16.2. Vigencia de fuentes
Clasificación diagnóstica: WHO Head and Neck Tumours, 5.ª edición, 2022.
HPV: CAP Guideline Update 2025 (PMID 40126379).
Informe sinóptico: CAP Head & Neck protocols abril-junio 2026.
Estadificación: AJCC Version 9 para nasofaringe desde 2025 y orofaringe HPV-asociada desde 2026; la 8.ª edición sigue vigente en los sitios no sustituidos por Version 9.
Sinonasal maligno: ESMO-EURACAN 2025 (PMID 39986703).
Este tema debe revisarse prioritariamente si WHO publica una nueva edición de cabeza y cuello, CAP vuelve a actualizar la guía HPV o AJCC sustituye por Version 9 los sitios sinonasales todavía en 8.ª edición.

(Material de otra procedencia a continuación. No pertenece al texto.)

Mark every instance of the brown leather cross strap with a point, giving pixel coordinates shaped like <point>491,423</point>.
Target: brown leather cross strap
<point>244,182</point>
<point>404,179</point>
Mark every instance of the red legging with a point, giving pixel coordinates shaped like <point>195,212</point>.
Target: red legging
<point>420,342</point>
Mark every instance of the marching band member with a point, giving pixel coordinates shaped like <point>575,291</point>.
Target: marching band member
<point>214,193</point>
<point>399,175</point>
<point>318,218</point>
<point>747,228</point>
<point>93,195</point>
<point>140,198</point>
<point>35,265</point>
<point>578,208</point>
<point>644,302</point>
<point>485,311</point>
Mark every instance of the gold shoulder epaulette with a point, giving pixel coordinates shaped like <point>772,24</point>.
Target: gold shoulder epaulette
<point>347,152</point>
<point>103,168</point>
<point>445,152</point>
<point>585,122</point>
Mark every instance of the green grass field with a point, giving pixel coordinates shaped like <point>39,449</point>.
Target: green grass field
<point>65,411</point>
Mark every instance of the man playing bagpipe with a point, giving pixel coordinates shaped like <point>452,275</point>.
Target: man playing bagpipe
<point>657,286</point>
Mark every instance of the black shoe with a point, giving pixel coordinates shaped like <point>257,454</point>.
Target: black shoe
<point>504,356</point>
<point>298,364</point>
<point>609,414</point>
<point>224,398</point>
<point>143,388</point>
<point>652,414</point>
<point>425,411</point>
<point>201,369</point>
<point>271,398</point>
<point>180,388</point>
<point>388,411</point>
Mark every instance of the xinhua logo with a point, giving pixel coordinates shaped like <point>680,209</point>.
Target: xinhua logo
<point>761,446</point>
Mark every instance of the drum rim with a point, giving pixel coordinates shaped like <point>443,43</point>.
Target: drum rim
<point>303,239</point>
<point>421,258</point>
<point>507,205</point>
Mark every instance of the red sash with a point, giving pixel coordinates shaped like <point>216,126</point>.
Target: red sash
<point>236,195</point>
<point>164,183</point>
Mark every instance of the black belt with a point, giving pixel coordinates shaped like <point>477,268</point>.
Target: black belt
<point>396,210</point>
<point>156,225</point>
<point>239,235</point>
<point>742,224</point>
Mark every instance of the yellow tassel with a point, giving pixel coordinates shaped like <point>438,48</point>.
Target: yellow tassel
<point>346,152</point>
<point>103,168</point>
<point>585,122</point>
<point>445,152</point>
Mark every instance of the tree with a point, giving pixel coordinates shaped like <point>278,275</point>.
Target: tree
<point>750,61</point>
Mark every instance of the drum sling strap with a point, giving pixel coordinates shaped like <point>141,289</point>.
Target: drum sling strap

Palabras clave: pólipo nasal, fibrosis quística, rinosinusitis fúngica, mucormicosis, REAH, papiloma invertido, carcinoma escamoso sinonasal, HPV, NUTM1, SMARCB1, SMARCA4, SNUC, adenocarcinoma intestinal, neuroblastoma olfatorio, glomangiopericitoma, PAX3::MAML3, carcinoma nasofaríngeo, EBV, EBER, p16, CAP, AJCC Version 9.